Wujek Google prawdę ci powie?

- Panie doktorze, drętwieją mi nogi. Czy mam boreliozę? - pyta przerażony pacjent, podczas wizyty w gabinecie lekarskim, po uprzedniej, wielogodzinnej lekturze medycznych forów internetowych.

Dobry "Wujek Google" zastępuje nam lekarza, prawnika, nauczyciela. Na czym polega fenomen internetowego doradztwa?

Wróg czy przyjaciel?

W świetle zakrojonego na szeroką skalę, międzynarodowego badania Global Digital Statistics 2014, już 35 proc. świata, prawie 2,5 miliarda ludzi!, używa internetu. W Polsce zarejestrowano około 25 milionów aktywnych użytkowników sieci, co stanowi 65 proc. populacji naszego kraju. Wystarczyło zaledwie ćwierć wieku, aby Internet stał się nieodłącznym elementem naszej codzienności.

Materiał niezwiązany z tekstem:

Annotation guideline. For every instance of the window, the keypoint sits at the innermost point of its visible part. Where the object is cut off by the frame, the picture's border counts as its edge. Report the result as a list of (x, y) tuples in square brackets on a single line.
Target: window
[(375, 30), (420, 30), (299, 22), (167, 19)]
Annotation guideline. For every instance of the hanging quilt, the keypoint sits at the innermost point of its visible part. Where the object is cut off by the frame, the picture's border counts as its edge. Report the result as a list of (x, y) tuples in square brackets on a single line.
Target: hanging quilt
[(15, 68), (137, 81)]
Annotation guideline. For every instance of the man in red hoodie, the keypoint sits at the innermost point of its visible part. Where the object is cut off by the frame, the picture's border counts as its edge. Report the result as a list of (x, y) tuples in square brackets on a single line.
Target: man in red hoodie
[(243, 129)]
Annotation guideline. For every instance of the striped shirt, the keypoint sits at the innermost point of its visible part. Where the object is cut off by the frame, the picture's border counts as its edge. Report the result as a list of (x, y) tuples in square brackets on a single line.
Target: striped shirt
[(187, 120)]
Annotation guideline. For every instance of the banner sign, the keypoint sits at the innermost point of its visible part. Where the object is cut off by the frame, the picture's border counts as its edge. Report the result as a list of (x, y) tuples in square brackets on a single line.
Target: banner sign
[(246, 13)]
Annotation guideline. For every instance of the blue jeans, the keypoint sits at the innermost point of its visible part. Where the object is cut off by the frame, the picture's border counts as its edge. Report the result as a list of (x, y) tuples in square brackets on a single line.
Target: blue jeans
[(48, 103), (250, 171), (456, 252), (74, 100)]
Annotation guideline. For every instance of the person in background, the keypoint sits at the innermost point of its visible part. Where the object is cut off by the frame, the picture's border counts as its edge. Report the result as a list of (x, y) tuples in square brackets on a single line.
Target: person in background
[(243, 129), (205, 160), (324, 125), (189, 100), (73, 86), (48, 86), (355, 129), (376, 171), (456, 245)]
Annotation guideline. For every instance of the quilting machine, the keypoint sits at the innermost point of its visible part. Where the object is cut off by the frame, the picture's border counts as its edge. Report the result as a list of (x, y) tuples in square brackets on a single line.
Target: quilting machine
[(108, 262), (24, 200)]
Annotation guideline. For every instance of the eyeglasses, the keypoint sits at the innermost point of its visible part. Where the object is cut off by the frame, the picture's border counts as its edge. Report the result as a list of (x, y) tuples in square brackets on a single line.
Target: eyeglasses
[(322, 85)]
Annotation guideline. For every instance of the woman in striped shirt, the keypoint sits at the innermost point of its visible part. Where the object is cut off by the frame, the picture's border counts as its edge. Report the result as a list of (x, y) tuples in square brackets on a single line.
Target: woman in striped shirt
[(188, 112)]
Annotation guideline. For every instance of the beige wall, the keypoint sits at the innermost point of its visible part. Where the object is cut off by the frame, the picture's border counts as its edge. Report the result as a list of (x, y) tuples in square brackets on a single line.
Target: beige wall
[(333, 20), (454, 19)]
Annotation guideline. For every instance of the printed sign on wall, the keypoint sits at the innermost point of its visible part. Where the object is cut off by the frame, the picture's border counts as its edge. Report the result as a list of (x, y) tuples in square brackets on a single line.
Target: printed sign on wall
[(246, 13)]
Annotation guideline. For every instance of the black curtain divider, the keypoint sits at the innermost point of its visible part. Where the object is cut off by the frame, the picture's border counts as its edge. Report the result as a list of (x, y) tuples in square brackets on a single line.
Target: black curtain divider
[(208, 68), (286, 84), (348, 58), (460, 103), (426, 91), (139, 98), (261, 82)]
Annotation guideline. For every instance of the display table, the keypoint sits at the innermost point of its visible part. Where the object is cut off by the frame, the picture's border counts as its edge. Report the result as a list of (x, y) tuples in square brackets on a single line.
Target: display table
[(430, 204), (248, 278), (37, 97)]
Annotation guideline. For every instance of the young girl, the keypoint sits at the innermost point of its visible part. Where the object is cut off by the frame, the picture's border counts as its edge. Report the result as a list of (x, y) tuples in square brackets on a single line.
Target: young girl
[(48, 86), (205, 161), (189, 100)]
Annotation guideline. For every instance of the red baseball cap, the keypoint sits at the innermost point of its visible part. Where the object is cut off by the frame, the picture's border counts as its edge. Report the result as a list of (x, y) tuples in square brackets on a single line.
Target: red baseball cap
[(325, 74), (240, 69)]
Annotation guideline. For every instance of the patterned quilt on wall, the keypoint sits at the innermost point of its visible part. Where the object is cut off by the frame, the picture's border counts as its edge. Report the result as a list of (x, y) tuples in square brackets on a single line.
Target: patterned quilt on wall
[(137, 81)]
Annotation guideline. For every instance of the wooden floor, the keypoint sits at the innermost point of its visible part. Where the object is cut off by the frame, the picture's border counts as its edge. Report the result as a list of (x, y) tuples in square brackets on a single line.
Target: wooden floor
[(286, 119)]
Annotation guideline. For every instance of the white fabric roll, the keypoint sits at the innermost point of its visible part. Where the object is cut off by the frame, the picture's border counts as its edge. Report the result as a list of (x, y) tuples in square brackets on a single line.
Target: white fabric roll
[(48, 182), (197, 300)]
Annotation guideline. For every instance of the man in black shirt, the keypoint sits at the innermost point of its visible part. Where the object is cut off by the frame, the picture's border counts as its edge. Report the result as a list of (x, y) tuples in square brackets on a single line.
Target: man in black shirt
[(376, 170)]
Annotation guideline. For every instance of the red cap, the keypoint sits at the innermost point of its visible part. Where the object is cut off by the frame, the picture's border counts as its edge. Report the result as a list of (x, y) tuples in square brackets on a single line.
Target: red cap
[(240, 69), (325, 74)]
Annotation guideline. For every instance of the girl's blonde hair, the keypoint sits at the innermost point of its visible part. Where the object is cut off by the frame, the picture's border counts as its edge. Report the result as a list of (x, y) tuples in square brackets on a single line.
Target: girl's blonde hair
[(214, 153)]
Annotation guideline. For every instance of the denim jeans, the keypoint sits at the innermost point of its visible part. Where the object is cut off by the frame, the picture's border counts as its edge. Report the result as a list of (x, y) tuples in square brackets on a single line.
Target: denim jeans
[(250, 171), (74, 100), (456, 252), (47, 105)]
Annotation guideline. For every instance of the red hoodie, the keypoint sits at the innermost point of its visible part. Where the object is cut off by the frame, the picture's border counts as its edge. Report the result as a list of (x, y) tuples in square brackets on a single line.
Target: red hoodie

Jak do każdego novum, podchodzono do niego początkowo z rezerwą. Podczas gdy internet dopiero raczkował, naukowcy snuli katastrofalne wizje i ostrzegali przed negatywnym wpływem nowego medium na rzeczywistość. Wieszczono stopniową dezintegrację struktur społecznych, w tym rychły zanik relacji międzyludzkich. Autorem jednego z pierwszych badań opinii użytkowników sieci był amerykański socjolog, Robert Kraut. Niespełna 20 lat temu postawił dość pesymistyczną tezę - internet doprowadzi do atomizacji i alienacji społeczeństwa. Co ciekawe, ten sam badacz, trzy lata później powtórzył badanie, zanalizował wyniki i zupełnie zmienił zdanie. Doszedł do wniosku, że internet, jako globalne medium komunikacyjne, znacznie ułatwi nam porozumiewanie się i pobudzi wymianę poglądów.

Reklama

Powietrze, woda, internet

Według tegorocznego raportu autorstwa Google - "Internet w codziennym życiu", aż co drugi polski internauta zaczyna dzień od buszowania w sieci. Szczególnie zaskakująca była odpowiedź mężczyzn na pytanie, co wzięliby ze sobą na bezludną wyspę. Okazuje się, że prędzej zabraliby urządzenie z dostępem do sieci niż.. nóż. Internet wszedł szturmem w naszą rzeczywistość i nieodwołalnie ją zmienił, nas zmienił. Ułatwił komunikację i udostępnił nieprzebrane zasoby danych - w istocie, można się od tej wygody uzależnić. Mówi się żartobliwie, że jeśli nie znajdziesz czegoś w Internecie, to nie istnieje. Nie ma w tym stwierdzeniu tak wielkiej przesady, ponieważ dane nieustannie się mnożą, a wszelkie luki informacyjne szybko się zapełniają - według Harvard Business Review, co 14 miesięcy podwaja się ilość informacji w internecie.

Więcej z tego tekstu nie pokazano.